Speculative predictors that provide increased data coverage. Emerging design goals, described in Section 3, make the case to prefetch significantly deeper than traditional just-in-time policies would suggest. In addition to short-term future data accesses, prefetching must predict long-term user intention and tasks in order to minimize the potentially significant energy costs of misses (e.g. for disk spin-up) and to avoid the possibility of application failure during weakly-connected operation.
Prefetching and caching metrics. Traditionally, cache miss ratios have been used in order to evaluate the efficiency of prefetching and caching algorithms. The utility of this metric, however, depends on the assumption that all cache misses are equivalent [17]. Power efficiency, availability, and varying performance characteristics lead to different costs for each miss. For example, a miss on a spun-down disk can be significantly more expensive in terms of both power and performance than a miss on remote data accessed through the network. We need new methods to evaluate the effectiveness of proposed prefetching algorithms.
In addition, several traditional prefetching problems may require new or improved solutions as prefetching becomes more aggressive.

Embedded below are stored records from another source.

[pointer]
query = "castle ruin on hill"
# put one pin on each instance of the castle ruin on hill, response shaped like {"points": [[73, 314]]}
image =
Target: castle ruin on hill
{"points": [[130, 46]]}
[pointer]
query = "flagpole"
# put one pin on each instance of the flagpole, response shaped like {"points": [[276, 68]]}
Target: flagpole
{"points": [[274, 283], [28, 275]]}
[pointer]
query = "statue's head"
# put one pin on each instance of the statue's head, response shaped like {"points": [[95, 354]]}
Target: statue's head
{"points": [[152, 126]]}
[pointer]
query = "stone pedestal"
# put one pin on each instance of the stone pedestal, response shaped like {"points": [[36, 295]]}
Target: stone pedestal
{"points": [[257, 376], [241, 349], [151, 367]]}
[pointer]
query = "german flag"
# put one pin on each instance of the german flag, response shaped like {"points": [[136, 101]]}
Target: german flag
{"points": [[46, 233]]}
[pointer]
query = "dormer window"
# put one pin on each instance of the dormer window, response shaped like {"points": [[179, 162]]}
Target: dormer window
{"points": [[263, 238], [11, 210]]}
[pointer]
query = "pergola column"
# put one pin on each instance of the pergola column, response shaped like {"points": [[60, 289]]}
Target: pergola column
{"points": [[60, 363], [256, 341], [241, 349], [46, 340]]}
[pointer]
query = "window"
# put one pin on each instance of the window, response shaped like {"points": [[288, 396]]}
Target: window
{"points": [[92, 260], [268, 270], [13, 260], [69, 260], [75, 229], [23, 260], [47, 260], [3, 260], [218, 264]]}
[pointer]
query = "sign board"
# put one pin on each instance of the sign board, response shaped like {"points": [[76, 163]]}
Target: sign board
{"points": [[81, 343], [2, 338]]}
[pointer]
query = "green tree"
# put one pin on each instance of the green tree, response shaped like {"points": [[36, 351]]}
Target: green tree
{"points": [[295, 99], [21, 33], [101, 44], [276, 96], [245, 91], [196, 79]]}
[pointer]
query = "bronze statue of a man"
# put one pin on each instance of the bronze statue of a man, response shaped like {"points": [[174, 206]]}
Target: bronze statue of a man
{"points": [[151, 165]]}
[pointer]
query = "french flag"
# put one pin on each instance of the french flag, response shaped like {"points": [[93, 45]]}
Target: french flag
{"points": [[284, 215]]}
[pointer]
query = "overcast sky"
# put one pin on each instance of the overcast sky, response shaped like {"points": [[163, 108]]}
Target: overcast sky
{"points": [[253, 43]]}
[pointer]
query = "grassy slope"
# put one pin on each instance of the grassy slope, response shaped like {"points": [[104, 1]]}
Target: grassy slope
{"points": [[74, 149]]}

Examples include:
To first approximation, the memory management system of today assumes responsibility for caching secondary storage without regard to the nature of either the applications above it or the devices beneath it. We believe this has to change. The ``storage management system'' of the future will track and predict the behavior of applications, and prioritize and coordinate their likely I/O needs. At the same time, it will model the latency, bandwidth, and reliability of devices over time, moving data not only between memory and I/O devices, but among those devices as well, to meet user-specified needs for energy efficiency, reliability, and interactive responsiveness.